From the filter roll-off we can see that there's quite a bit less than 24-bit worth of information, amounting slightly less than 18-bit. Meaning about 108 dB SNR. Quite a lot of low level information visible.

OK, so how would this look like in normal 44.1/16 RedBook FLAC with size of 6.2 MB?
blogs/miska/attachments/23260-some-analysis-and-comparison-mqa-encoded-flac-vs-normal-optimized-hires-flac-mqa-441_16-conv.jpg

Now it has lost some low level information.

But how does 44.1/24 MQA encoded FLAC with size of 16 MB, decoded as normal file without MQA capability look like?
blogs/miska/attachments/23261-some-analysis-and-comparison-mqa-encoded-flac-vs-normal-optimized-hires-flac-mqa-dec.jpg

Whoops, there's significantly less than 16-bit worth of resolution left, with MQA data appearing as high frequency noise. Worse than RedBook format FLAC.

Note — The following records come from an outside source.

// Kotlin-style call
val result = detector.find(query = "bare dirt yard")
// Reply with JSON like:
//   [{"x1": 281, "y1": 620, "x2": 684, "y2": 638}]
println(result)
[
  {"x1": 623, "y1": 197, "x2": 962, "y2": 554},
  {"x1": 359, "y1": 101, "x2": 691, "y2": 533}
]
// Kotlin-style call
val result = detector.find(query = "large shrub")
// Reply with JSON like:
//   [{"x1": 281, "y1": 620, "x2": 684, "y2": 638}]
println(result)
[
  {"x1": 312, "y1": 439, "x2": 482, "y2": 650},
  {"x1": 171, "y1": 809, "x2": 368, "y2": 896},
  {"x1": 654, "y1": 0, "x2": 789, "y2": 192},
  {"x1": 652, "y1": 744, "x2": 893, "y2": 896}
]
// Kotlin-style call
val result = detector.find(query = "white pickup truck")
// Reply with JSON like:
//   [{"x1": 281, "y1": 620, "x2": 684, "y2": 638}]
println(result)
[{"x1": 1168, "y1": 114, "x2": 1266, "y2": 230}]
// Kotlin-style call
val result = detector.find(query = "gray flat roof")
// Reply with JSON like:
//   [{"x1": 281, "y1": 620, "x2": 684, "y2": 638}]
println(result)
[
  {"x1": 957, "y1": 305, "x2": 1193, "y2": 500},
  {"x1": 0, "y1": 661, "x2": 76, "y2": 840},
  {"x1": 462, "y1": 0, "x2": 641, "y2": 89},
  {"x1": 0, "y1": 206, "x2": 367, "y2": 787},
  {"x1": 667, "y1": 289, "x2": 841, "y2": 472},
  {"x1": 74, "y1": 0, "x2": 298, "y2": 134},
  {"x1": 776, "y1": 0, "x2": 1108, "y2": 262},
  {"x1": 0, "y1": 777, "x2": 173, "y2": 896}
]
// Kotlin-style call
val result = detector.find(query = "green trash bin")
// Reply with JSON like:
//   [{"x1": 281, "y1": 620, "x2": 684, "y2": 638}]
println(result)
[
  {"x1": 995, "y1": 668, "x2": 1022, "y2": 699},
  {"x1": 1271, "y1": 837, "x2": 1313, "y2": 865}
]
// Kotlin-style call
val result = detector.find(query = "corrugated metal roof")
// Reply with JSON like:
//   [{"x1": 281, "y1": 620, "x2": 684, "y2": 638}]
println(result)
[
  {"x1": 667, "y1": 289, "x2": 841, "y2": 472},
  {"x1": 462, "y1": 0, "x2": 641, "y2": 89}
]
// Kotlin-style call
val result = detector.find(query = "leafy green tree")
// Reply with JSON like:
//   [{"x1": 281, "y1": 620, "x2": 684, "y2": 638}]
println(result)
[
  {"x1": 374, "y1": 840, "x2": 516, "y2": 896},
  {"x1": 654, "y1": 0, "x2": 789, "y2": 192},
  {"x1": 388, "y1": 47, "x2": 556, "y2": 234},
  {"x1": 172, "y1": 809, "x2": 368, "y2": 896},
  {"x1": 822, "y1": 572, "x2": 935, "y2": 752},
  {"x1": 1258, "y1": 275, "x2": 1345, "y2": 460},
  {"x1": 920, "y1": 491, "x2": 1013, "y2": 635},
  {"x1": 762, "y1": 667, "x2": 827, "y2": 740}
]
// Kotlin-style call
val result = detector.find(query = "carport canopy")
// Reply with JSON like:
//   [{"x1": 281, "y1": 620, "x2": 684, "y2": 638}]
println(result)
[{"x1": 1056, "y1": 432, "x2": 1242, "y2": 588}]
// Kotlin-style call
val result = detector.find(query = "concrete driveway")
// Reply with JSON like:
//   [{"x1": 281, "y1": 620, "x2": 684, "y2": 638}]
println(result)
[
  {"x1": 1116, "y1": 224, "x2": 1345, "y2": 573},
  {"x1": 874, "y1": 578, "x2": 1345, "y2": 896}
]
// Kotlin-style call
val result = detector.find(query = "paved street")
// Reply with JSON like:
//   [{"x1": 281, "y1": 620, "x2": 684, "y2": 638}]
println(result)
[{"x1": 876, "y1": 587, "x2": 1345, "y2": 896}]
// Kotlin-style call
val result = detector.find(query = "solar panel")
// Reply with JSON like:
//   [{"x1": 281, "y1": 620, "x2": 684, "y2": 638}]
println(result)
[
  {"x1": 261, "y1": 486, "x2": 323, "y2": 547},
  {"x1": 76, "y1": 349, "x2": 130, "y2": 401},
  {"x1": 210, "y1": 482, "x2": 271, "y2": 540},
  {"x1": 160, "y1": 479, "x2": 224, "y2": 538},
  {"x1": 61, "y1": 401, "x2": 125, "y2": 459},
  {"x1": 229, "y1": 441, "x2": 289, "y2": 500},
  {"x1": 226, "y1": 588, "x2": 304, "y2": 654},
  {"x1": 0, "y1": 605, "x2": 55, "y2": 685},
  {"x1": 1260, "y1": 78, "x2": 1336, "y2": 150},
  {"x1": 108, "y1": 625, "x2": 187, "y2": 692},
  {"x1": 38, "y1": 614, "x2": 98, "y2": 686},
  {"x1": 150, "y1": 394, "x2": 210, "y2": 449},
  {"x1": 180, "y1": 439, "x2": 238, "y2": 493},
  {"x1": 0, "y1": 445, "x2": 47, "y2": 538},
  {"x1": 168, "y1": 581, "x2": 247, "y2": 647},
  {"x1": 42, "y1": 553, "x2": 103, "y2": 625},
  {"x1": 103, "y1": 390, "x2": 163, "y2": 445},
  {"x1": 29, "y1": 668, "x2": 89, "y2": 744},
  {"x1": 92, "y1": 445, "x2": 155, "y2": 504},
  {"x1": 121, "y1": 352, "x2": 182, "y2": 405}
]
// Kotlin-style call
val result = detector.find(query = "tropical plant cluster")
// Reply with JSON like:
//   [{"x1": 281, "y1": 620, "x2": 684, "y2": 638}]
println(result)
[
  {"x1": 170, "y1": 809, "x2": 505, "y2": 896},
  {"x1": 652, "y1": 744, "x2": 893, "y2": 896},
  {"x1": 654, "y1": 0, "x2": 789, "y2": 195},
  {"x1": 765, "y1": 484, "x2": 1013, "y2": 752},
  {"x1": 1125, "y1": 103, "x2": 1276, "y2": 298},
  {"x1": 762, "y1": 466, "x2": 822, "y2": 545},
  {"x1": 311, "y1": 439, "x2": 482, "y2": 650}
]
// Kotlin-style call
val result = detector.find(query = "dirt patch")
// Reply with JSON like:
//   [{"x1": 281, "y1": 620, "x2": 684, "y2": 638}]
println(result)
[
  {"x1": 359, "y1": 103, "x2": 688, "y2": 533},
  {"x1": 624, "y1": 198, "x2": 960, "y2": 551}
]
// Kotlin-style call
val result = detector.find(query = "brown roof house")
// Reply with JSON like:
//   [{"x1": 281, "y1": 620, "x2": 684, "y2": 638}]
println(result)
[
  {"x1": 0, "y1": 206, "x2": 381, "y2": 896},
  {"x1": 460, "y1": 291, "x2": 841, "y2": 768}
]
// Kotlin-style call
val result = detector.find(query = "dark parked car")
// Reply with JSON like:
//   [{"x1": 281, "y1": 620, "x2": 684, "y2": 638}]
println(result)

Next, I'm curious how big the file would be, if we optimally encode this content as FLAC? So we need 60 kHz of bandwidth and 18-bit worth of resolution. So let's go and encode it as 120/18 FLAC with size of 13 MB:
blogs/miska/attachments/23262-some-analysis-and-comparison-mqa-encoded-flac-vs-normal-optimized-hires-flac-mqa-120_18-conv.jpg

Perfect! Everything preserved, and the file is 3 MB smaller than the MQA encoded FLAC! Down size is now that you would need a player capable of upsampling this to a rate suitable for your DAC, for example HQPlayer.

Next let's try to encode it to a format that can be played on ordinary equipment/software, that is 176.4/18 FLAC, which ends up as 17 MB file:
blogs/miska/attachments/23263-some-analysis-and-comparison-mqa-encoded-flac-vs-normal-optimized-hires-flac-mqa-176_18-conv.jpg

This has about 30 kHz of unused bandwidth, but the file is only 6% larger than the MQA encoded and can be played on pretty much anything that can play hires FLACs and doesn't lose anything compared to the original while doing so.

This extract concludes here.